Linda Garmong is ready to fight the undeclared war she says is brewing over Minden-Tahoe Airport.
"It's them against a lot of people in the community," said the Johnson Lane resident. "I know what kind of task we're up against. It might be a one-man campaign, but I will surely let people know what they're up to."
Minden-Tahoe airport users and administrators, on the other hand, are surprised that a plan to review the relationship between airplane size and noise has made them the lightning rod for accusations about clandestine plans to turn the airport into Douglas County's answer to Reno-Tahoe Airport.
"I think a lot of it is more fear than anything else," County Manager Dan Holler said. "We haven't really had a lot of outcry besides the group in Johnson Lane. I think the question that has come up is, 'Why?' We need to spend some time to answer that question."
Discussion about the airport started as a suggestion by the Minden-Tahoe Airport Advisory Board to review the relationship between airplane weights and sizes.
The airport doesn't get general fund money, but administrators have been told to enhance the facility's self-sufficiency when possible.
One way to do that is by collecting the fees and taxes generated by planes that are based at the airport or by attracting more aviation-related business.
The county now has a voter-imposed weight limit of 50,000 pounds for multi-wheeled planes, with lower limits for other types of aircraft. The intent of the rule was to avoid noise, pollution and other problems associated with larger planes.

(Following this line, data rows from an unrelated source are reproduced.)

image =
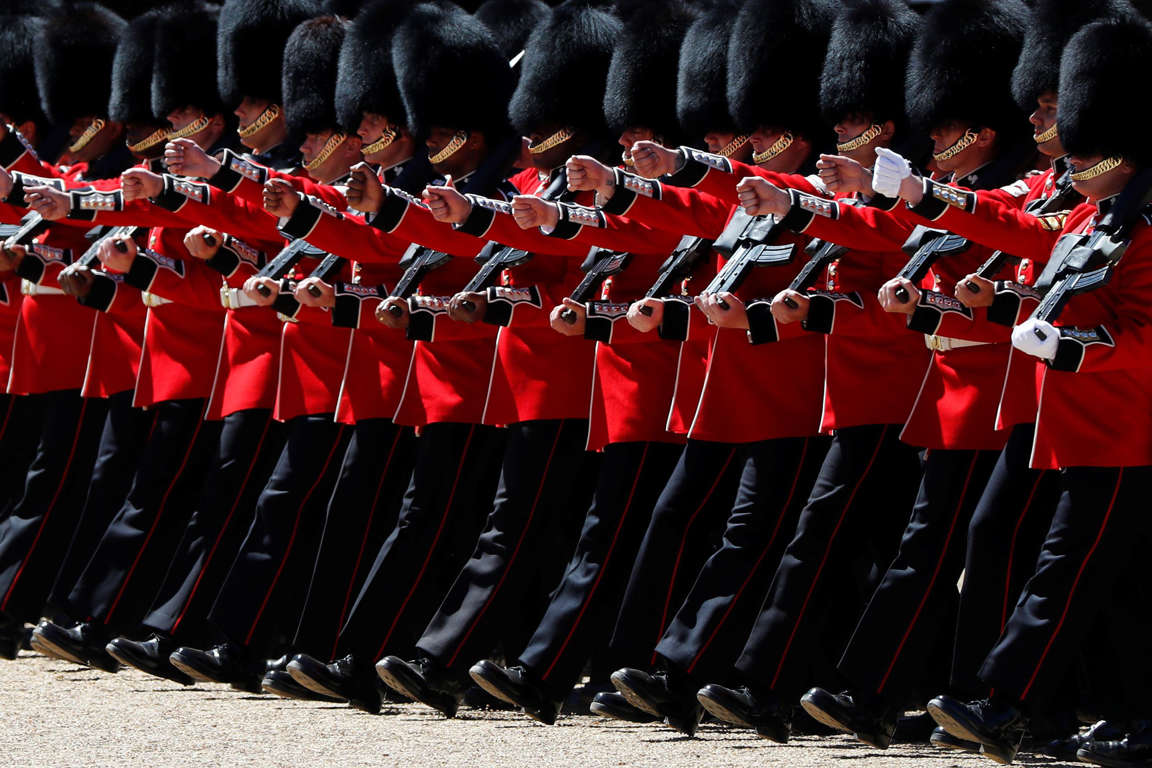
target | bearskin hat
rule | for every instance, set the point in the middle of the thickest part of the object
(131, 71)
(512, 21)
(774, 59)
(74, 63)
(962, 62)
(451, 71)
(184, 68)
(563, 70)
(642, 77)
(20, 100)
(702, 83)
(866, 59)
(310, 76)
(1096, 75)
(1051, 25)
(365, 80)
(250, 39)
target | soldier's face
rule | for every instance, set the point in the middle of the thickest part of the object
(1044, 118)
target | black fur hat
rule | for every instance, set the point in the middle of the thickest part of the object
(774, 59)
(702, 83)
(184, 68)
(563, 71)
(866, 59)
(366, 81)
(250, 40)
(20, 99)
(74, 65)
(310, 76)
(1050, 27)
(642, 78)
(451, 71)
(1096, 77)
(131, 71)
(962, 62)
(512, 21)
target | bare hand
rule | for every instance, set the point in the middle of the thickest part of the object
(586, 174)
(76, 281)
(184, 158)
(138, 183)
(118, 255)
(559, 318)
(645, 314)
(393, 313)
(843, 176)
(789, 306)
(307, 290)
(760, 197)
(468, 308)
(889, 299)
(52, 204)
(983, 295)
(203, 242)
(365, 194)
(724, 310)
(252, 290)
(653, 160)
(446, 204)
(280, 198)
(530, 211)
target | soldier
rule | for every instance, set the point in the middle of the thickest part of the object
(1093, 363)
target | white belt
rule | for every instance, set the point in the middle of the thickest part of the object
(29, 288)
(234, 298)
(944, 343)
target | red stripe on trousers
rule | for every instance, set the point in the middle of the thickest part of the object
(292, 540)
(827, 549)
(52, 504)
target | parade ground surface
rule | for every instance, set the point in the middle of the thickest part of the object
(59, 714)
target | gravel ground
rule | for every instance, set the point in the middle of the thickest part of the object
(61, 715)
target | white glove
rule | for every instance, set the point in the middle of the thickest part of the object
(1036, 337)
(889, 170)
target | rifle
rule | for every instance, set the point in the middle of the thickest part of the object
(599, 265)
(820, 255)
(1066, 197)
(108, 234)
(1084, 263)
(926, 246)
(288, 257)
(328, 268)
(676, 267)
(494, 258)
(751, 248)
(417, 260)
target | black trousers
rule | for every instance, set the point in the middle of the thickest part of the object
(850, 523)
(120, 579)
(916, 601)
(1003, 540)
(1098, 533)
(584, 606)
(711, 625)
(363, 510)
(126, 432)
(248, 449)
(35, 535)
(259, 602)
(545, 476)
(449, 492)
(17, 425)
(682, 533)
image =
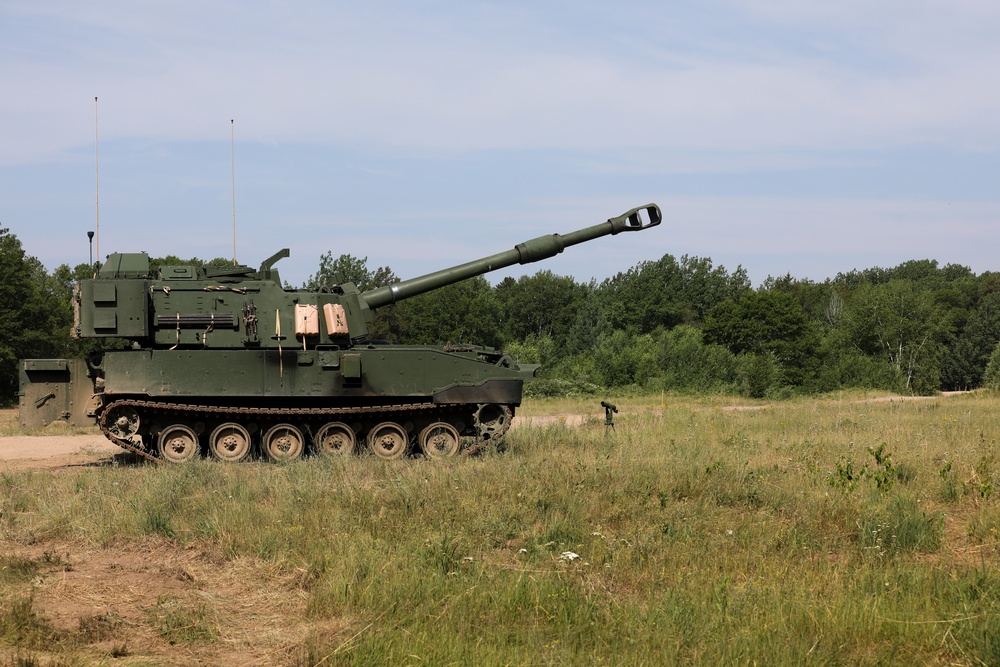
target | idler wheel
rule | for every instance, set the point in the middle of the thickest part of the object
(283, 442)
(230, 442)
(122, 421)
(388, 440)
(492, 420)
(440, 439)
(178, 443)
(335, 439)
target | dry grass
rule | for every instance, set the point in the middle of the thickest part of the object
(849, 530)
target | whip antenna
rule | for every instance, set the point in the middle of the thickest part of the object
(232, 150)
(97, 180)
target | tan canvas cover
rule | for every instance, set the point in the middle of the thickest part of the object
(336, 319)
(306, 319)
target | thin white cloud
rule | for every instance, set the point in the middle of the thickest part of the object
(400, 77)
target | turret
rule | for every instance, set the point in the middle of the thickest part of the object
(187, 307)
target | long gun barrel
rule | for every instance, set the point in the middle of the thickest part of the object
(543, 247)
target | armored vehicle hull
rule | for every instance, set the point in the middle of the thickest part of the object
(227, 362)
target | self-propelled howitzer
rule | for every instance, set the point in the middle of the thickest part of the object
(223, 360)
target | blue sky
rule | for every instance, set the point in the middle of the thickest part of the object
(784, 136)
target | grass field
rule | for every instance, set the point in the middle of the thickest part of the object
(844, 530)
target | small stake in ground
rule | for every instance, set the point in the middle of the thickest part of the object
(609, 416)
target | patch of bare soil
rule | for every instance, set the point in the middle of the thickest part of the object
(174, 605)
(38, 452)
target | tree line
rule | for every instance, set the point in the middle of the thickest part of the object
(674, 324)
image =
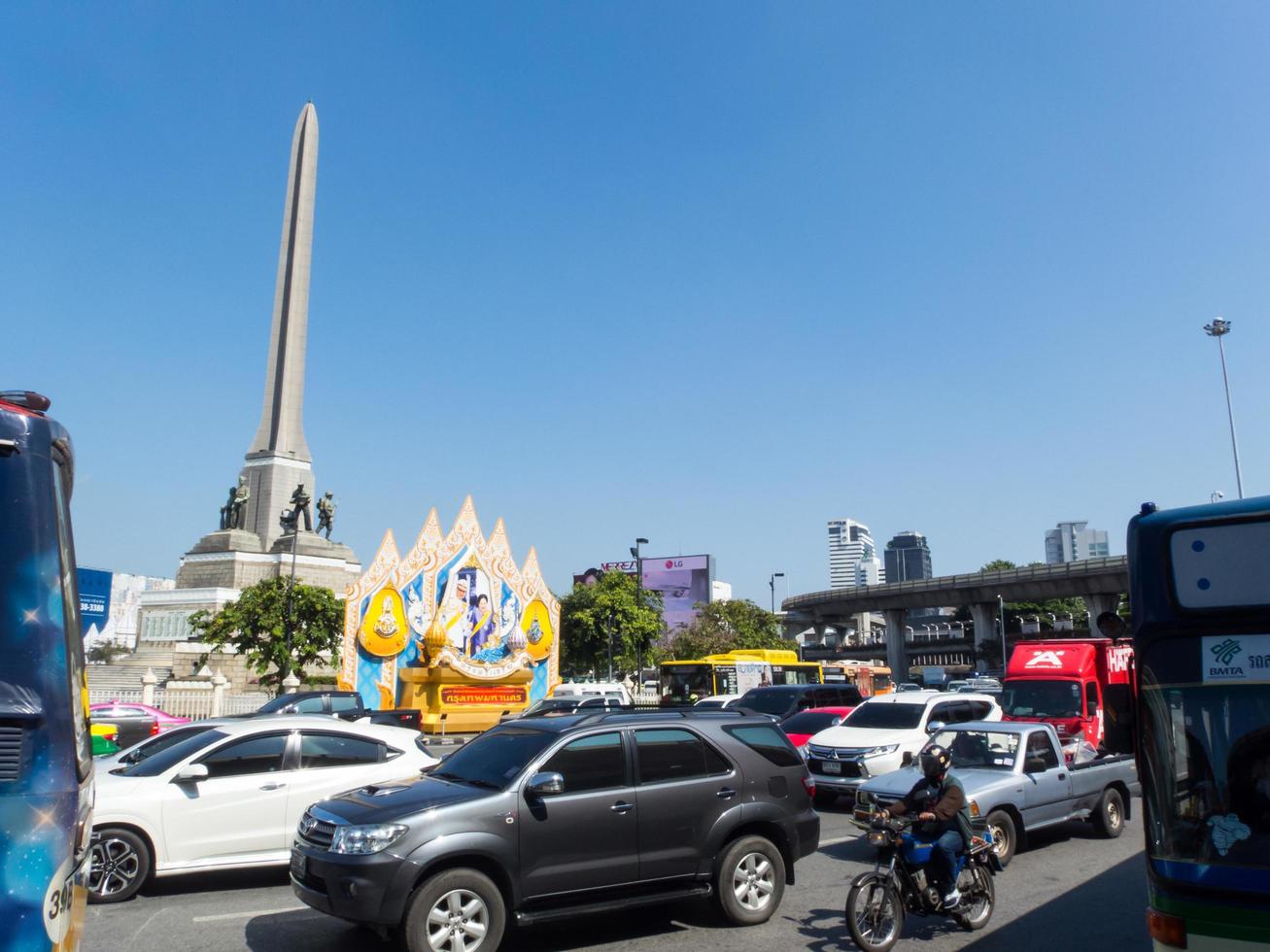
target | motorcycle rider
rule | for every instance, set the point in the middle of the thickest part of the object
(944, 815)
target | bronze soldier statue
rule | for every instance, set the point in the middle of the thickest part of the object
(326, 514)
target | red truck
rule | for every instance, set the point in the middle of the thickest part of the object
(1072, 684)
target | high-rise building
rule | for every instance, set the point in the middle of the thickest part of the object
(1072, 541)
(909, 558)
(852, 555)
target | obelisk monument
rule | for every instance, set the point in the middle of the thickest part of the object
(278, 459)
(251, 543)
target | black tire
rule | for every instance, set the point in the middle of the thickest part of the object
(463, 901)
(749, 881)
(1005, 835)
(1109, 816)
(120, 866)
(978, 901)
(875, 914)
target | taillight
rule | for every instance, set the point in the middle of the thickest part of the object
(1166, 930)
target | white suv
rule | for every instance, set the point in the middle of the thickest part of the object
(884, 732)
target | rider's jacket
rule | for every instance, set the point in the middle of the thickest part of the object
(945, 799)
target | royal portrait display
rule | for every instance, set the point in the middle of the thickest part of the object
(452, 629)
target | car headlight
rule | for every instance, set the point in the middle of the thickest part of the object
(360, 840)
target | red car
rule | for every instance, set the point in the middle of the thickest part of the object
(799, 728)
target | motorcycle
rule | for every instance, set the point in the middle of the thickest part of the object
(879, 901)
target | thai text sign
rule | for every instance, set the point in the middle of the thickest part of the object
(483, 695)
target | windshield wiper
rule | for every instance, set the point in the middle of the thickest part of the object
(471, 781)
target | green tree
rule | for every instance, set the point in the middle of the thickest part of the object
(591, 613)
(727, 626)
(256, 626)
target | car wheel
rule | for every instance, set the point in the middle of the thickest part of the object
(1005, 835)
(749, 881)
(1109, 816)
(120, 866)
(458, 910)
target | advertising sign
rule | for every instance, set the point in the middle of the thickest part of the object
(683, 582)
(94, 588)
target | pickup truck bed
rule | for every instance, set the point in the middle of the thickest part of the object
(1013, 796)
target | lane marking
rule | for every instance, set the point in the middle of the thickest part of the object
(836, 840)
(243, 915)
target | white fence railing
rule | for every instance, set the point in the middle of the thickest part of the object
(193, 699)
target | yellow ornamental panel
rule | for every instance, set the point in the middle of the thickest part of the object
(384, 629)
(538, 633)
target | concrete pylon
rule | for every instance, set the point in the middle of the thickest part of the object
(897, 655)
(1096, 605)
(984, 617)
(278, 458)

The airport advisory board members suggested a review because larger planes aren't necessarily the noisiest, and aviation promoters thought the ordinance may be costing Minden-Tahoe business fromplanes that don't bring the undesired impacts.
Airport Manager Jim Braswell had been speaking to local service clubs and groups about the airport, and the responses he got indicated that noise, not plane size, was the chief concern.
A temporary committee was formed in January and met three times before deciding in the face of vocal opposition that a long-term business plan is really what the airport needs.
Some of the opposition came from Garmong, who says she worries that a change in the weight ordinance will mean bigger planes and increased danger for the Johnson Lane area and other neighborhoods under the airport's flight patterns.
"I'm not against aviation but I want them to do it safely," said Garmong, who notes she's logged 4,800 hours of flight time herself. "Things have happened, and that's what scares me. I don't have any concern with the noise."
She says she has witnessed near-misses between planes using the airport.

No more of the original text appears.